Victoria V. Grishko et al. worked on the preparation of novel fused azole derivatives (Scheme 19). Lupane-type betulone (48) yielded betulin by a one-step regioselective biotransformation. An oxime (49) treated with acetyl chloride under reflux with pyridine produced the compound 28-acetoxy-5′-methylisoxazolo [3′,4′:1,2]-1-oxolup-20(29)-ene (50), which yielded compound (51) after treatment with 5% KOH in EtOH [25].

Wei Xiao et al. studied regio- and diasterodivergent [4+2] cycloadditions with cyclic 2,4-dienones catalyzed by a cinchona-derived amine (Scheme 20). In this reaction, alkylidene isoxazole-5-(4H)-one was prepared using an aromatic aldehyde (53) and a heteroaryl or 2-styryl group in the presence of 2,4-dienone (52). The reaction was a [4+2] cycloaddition reaction. In the preparation of the diasterodivergent Z–4-alkylideneisoxazol-5(4H)-one (54), very simple starting materials were used [26].

Mansour and co-workers studied the oxidative conversion of oximes (55) into 3-aryl isoxazoles (56) (Scheme 21). Unsaturated oximes treated with oxidants like manganese dioxide, copper chloride, and acetonitrile under reflux to get compound (56) with a 50% yield. Other attempts were performed using solvents like DMF or THF, which reported lower yields [27].

Alexander and co-workers studied the sterically facilitated intramolecular nucleophilic NMe₂ group substitution for the synthesis of fused isoxazoles (Scheme 22). It is a SNAr aromatic nucleophilic substitution reaction. The compound 1,8-bis(dimethylamino)-2-naphthaldehyde oxime (57) was converted at 120 °C, and the substitution of the NMe₂ group yielded the fused isoxazole N,N-dimethylnaphtho[2,1-d]isoxazole-9-amine (58) [28].

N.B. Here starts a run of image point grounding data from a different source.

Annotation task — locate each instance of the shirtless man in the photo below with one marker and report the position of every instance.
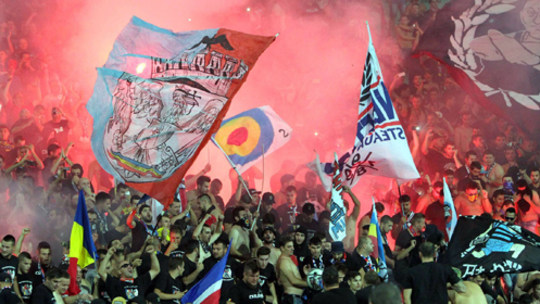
(494, 172)
(288, 274)
(473, 201)
(239, 235)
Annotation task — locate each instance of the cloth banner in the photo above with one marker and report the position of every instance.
(160, 96)
(380, 146)
(490, 47)
(483, 245)
(246, 136)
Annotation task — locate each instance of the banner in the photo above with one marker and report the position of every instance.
(490, 47)
(250, 134)
(380, 146)
(337, 227)
(160, 96)
(449, 210)
(483, 245)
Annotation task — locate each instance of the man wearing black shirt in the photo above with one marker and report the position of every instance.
(141, 229)
(47, 293)
(24, 277)
(8, 262)
(333, 293)
(426, 282)
(219, 248)
(169, 287)
(128, 286)
(361, 257)
(6, 292)
(42, 265)
(248, 290)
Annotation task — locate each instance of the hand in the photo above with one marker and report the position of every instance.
(200, 267)
(136, 263)
(25, 231)
(111, 251)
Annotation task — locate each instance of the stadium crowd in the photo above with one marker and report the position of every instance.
(279, 241)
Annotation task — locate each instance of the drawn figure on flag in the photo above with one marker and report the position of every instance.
(157, 125)
(497, 238)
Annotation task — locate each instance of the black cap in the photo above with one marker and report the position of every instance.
(337, 247)
(5, 278)
(268, 198)
(308, 208)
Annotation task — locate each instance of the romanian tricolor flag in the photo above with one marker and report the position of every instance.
(81, 246)
(376, 237)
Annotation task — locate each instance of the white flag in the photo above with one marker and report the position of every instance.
(337, 228)
(380, 147)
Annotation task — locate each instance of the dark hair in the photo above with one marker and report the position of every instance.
(285, 239)
(330, 275)
(315, 241)
(43, 245)
(427, 249)
(386, 219)
(251, 265)
(56, 273)
(404, 198)
(24, 255)
(9, 238)
(78, 166)
(174, 262)
(191, 245)
(101, 197)
(476, 165)
(263, 251)
(222, 240)
(142, 207)
(290, 189)
(237, 210)
(202, 179)
(417, 217)
(471, 185)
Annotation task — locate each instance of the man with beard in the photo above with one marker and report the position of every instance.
(267, 277)
(219, 249)
(142, 228)
(239, 235)
(473, 201)
(169, 287)
(127, 286)
(288, 274)
(8, 262)
(248, 291)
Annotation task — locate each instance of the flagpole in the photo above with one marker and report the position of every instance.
(232, 165)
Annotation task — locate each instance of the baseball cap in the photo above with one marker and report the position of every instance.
(337, 247)
(268, 198)
(308, 208)
(5, 278)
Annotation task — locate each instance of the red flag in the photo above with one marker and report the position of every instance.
(160, 97)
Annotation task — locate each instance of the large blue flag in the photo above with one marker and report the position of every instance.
(208, 290)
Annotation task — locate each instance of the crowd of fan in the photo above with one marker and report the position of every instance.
(490, 166)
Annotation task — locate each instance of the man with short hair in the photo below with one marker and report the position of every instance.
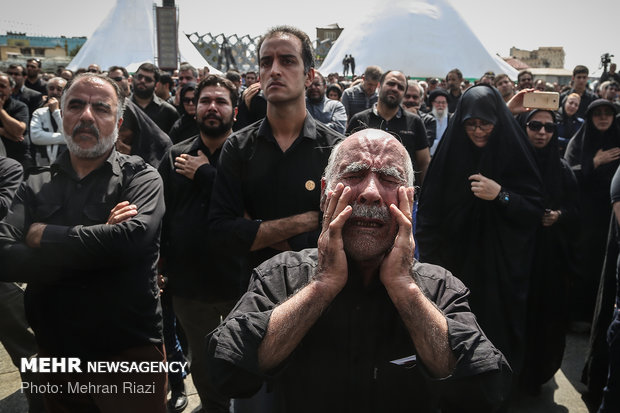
(580, 86)
(250, 78)
(187, 74)
(202, 290)
(163, 87)
(611, 75)
(387, 115)
(30, 97)
(84, 234)
(505, 86)
(328, 111)
(361, 97)
(46, 125)
(359, 320)
(436, 121)
(162, 113)
(524, 80)
(414, 97)
(121, 76)
(13, 122)
(281, 156)
(94, 68)
(453, 85)
(34, 80)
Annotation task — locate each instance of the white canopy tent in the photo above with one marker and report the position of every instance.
(421, 38)
(126, 37)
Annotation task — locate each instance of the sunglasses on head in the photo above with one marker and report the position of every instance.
(536, 125)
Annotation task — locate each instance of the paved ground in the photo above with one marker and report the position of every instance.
(562, 394)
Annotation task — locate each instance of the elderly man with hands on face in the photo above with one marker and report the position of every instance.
(359, 320)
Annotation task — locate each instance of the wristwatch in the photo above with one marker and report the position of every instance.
(503, 197)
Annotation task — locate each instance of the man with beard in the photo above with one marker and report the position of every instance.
(362, 96)
(266, 196)
(413, 101)
(454, 78)
(388, 115)
(33, 79)
(202, 291)
(30, 97)
(13, 122)
(580, 86)
(46, 125)
(525, 80)
(505, 86)
(359, 321)
(84, 234)
(329, 112)
(436, 121)
(162, 113)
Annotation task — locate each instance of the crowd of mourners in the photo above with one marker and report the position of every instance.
(520, 204)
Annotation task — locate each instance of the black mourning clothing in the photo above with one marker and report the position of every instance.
(92, 288)
(349, 359)
(256, 179)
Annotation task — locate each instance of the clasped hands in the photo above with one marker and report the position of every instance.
(122, 212)
(395, 266)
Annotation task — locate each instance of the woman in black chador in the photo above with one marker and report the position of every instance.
(594, 155)
(480, 207)
(554, 256)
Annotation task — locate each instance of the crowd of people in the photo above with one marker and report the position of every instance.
(307, 241)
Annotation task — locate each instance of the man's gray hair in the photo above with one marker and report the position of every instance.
(186, 66)
(330, 174)
(120, 105)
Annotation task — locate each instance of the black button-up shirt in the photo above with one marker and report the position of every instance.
(193, 269)
(351, 357)
(92, 287)
(160, 112)
(256, 179)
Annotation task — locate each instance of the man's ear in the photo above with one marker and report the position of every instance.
(309, 78)
(323, 195)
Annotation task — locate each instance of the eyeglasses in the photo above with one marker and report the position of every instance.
(472, 126)
(147, 79)
(536, 126)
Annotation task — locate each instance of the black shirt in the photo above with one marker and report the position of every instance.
(11, 173)
(256, 179)
(92, 287)
(17, 150)
(160, 112)
(349, 357)
(39, 85)
(193, 269)
(407, 127)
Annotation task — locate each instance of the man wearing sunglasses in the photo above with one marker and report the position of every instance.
(33, 76)
(162, 113)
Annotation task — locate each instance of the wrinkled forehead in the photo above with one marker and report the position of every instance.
(373, 148)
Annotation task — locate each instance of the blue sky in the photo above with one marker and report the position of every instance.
(585, 29)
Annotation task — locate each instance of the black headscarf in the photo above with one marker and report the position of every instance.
(485, 243)
(583, 147)
(549, 164)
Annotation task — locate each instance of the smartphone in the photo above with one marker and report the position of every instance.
(542, 100)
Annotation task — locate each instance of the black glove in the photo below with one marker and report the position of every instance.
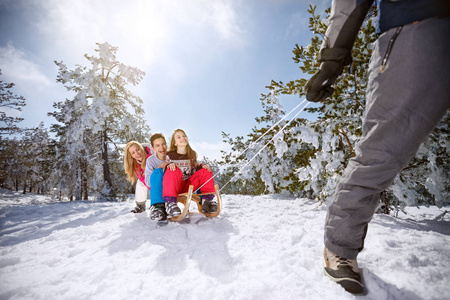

Overall, the synthetic methods employed for the synthesis of fused isoxazoles possess advantages such as the use of easily available starting materials, feasible reaction conditions, short reaction time, simple cyclization reactions, easy scale-up, and high yield. In few reported methods, green solvents such as water and mild solvents such as ethanol and methanol were used to obtain the target compounds. Also, in few examples, the reactions were conducted at room-to-moderate temperature. Regarding the disadvantages, a few of the target compounds were synthesized by using petroleum-based solvents such as benzene, toluene, dichloromethane, acetonitrile, and isopropyl alcohol. Hence, this review paper provides insights for selecting an ecofriendly approach for the design and synthesis of the desired fused isoxazole compounds.

3. Conclusions

This review article describes various synthesis methods and structural modifications of fused isoxazole derivatives. A general method for the generation of fused isoxazoles was reported. The present work shows that the main challenges are developing ecofriendly approaches that avoid toxic solvents and reagents, decreasing the reaction time, facilitating the reaction scale-up, and increasing the yield. This review also helps select the optimal method to solve problems associated with specific sites or positions within a molecule that possesses multiple active sites or functional groups.